Herr Holzer, erinnern Sie sich noch an die Situation, als Sie angegriffen wurden?

Holzer: Ja, sehr gut sogar. Es war ein Rettungsdiensteinsatz bei einer psychisch kranken Frau. Als wir sie in den Rettungswagen gebracht hatten und mit der Behandlung anfangen wollten, kam ihr angetrunkener Ehemann hinzu und war mit unseren Behandlungsmethoden nicht einverstanden. Er bedrohte uns zunächst verbal und hob dann drohend die Fäuste. Als ich ihn aus dem Rettungswagen bringen wollte, schlug er plötzlich und unvermittelt zu. Ich war total überrascht. Wir waren ja gerufen worden, um der Frau zu helfen. Und dann lag ich plötzlich auf dem Boden, blutete und konnte auf einem Auge nichts mehr sehen. Meine eigene Kollegin musste mich mit dem Rettungswagen ins Krankenhaus bringen.

Welche Verletzungen haben Sie davongetragen?

Ich hatte mehrere Platzwunden im Gesicht, das Augenlid war aufgerissen, meine Augenhöhle gebrochen. Ich musste in der Gesichtschirurgie der Uniklinik Köln operiert werden und drei Tage dort verbleiben.
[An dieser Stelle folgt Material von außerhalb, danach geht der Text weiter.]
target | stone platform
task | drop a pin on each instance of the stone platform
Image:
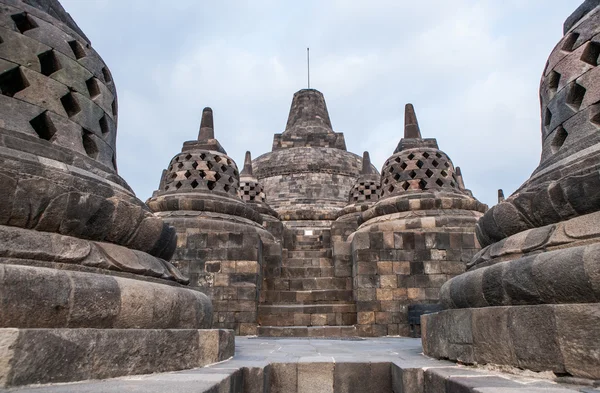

Wurde der Täter anschließend bestraft?

Ich habe noch am selben Abend Anzeige wegen Körperverletzung erstattet. Er hat auch Anzeige erstattet, sodass Aussage gegen Aussage stand und zunächst das Verfahren nicht eröffnet werden sollte. Das war für mich neben meiner eigentlichen Verletzung das Schlimmste. Du wirst im Dienst geschlagen und verletzt, aber bestraft werden soll dafür niemand. Das habe ich nicht nachvollziehen können. Mit Unterstützung der Stadtverwaltung und dem Anwalt der Gewerkschaft wurde ein Klageerzwingungsverfahren eingeleitet. Mit Erfolg. Am Ende ist der Mann zu einer viermonatigen Haftstrafe verurteilt worden, die auf eine Bewährungszeit von zwei Jahren ausgesetzt wurde. Das fand ich sehr gut und angemessen. Ich war zufrieden mit dem Urteil. Schmerzensgeld hätte mir auch zugestanden, aber da konnte selbst der Gerichtsvollzieher nichts mehr holen.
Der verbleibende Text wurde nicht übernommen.